Carnegie published a timeline of African American music in conjunction with the festival.
“It is an extension of other explorations of programing involving Black artists that they’ve done in the past,” said Ytasha L. Womack, an author, filmmaker and dancer who is a member of Carnegie’s curatorial council for the festival. “But it also shows that they’re very much ahead of the curve in recognizing that Afrofuturism is a celebrated high art form.”
Plans began in 2018 when Fuchs consulted writer Alondra Nelson and Mark Dery, who first used the term Afrofuturism in his 1993 essay “Black to the Future” in the South Atlantic Quarterly.
Dery defines the word “as African American signification that appropriates images of technology and a prosthetically enhanced future in the service of African American visions of things to come and a future that includes Black folk.”
“Cultural theorists, public intellectuals and cultural workers, as we in the left used to call them, at the front lines of theorizing this emerging phenomenon, have taken issue, and rightly so, with the Americentricity of my vision,” Dery said, “for a more Afrodiasporic, pan-African understanding of Afrofuturism that bears in mind the legible impress of colonial horror, certainly all over Africa, but also elsewhere in Europe and so forth.”

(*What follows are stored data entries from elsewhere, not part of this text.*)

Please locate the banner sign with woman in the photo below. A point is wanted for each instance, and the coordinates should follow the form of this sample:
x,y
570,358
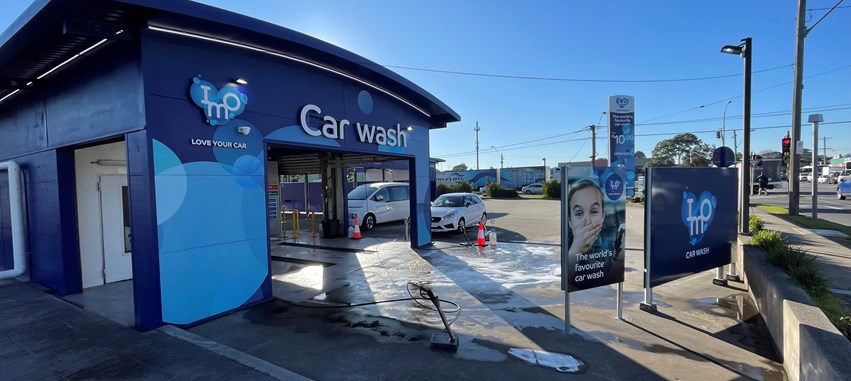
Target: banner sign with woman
x,y
593,227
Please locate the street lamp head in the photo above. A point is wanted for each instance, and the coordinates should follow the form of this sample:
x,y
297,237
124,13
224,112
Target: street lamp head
x,y
733,49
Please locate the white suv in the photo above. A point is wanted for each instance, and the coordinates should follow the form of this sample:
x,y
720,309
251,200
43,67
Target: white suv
x,y
379,202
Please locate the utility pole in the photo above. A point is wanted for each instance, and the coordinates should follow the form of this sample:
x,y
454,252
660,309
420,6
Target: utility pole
x,y
593,144
477,129
735,146
801,32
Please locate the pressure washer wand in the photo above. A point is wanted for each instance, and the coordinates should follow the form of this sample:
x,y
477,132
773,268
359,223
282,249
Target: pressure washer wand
x,y
436,301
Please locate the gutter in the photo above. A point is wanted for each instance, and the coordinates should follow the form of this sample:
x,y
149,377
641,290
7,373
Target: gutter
x,y
16,203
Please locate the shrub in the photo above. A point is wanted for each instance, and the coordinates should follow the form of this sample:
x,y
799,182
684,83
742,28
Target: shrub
x,y
804,271
768,240
755,224
552,189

Carnegie’s council for the festival also includes Afrofuturism specialists Reynaldo Anderson, King James Britt, Louis Chude-Sokei and Sheree Renée Thomas.
Womack wrote the 2013 book: “Afrofuturism: The World of Black Sci-Fi and Fantasy Culture.”
“I was thinking so much of people I had met were excited about ideas involving liberation, imagination, technology, mysticism and Black culture,” she said. “I felt obligated to write the book because I wanted people to find themselves in the book. I wanted them to realize that they weren’t alone. And I wanted them to feel that it was OK to think about Black culture and time and space, and to see that they were part of a larger trajectory of people.”
Events will take place at the Metropolitan Museum of Art, Juilliard School, Schomburg Center for Research in Black Culture, Harlem’s Studio Museum, National Sawdust and New York Film Academy. The Chicago-based Association for the Advancement of Creative Musicians provides an online component.
“You really get the opportunity to take a deep dive into something and go and attend film screenings and hear musical performances and panel discussions and all sorts of different aspects of a specific subject,” Fuchs said. “It’s a wonderful tool, as well, for organizations to reach new young audiences and in a sense be part of something which sort of cuts through I think a lot of the cultural noise in New York City because there’s so much happening.”
Carnegie launched its first international festival, “Berlin in Lights,” in November 2007, and Jessye Norman curated “Honor! A Celebration of the African American Cultural Legacy” in March 2009.
Dery is critical of the way some have interpreted Afrofuturism, which he claims “in its most superficial incarnation (has) been turned into the stuff of newspaper trend pieces whose authors are time-starved and don’t do the grunt work.”
“This is what capitalism does,” Dery said. “It takes sort of transgressive phenomena and sort of cultural insurgencies and it skins their hides and leaves the meat of the matter to rot and then turns it into pret-a-porter, off-the-rack fashion/lifestyle choices.”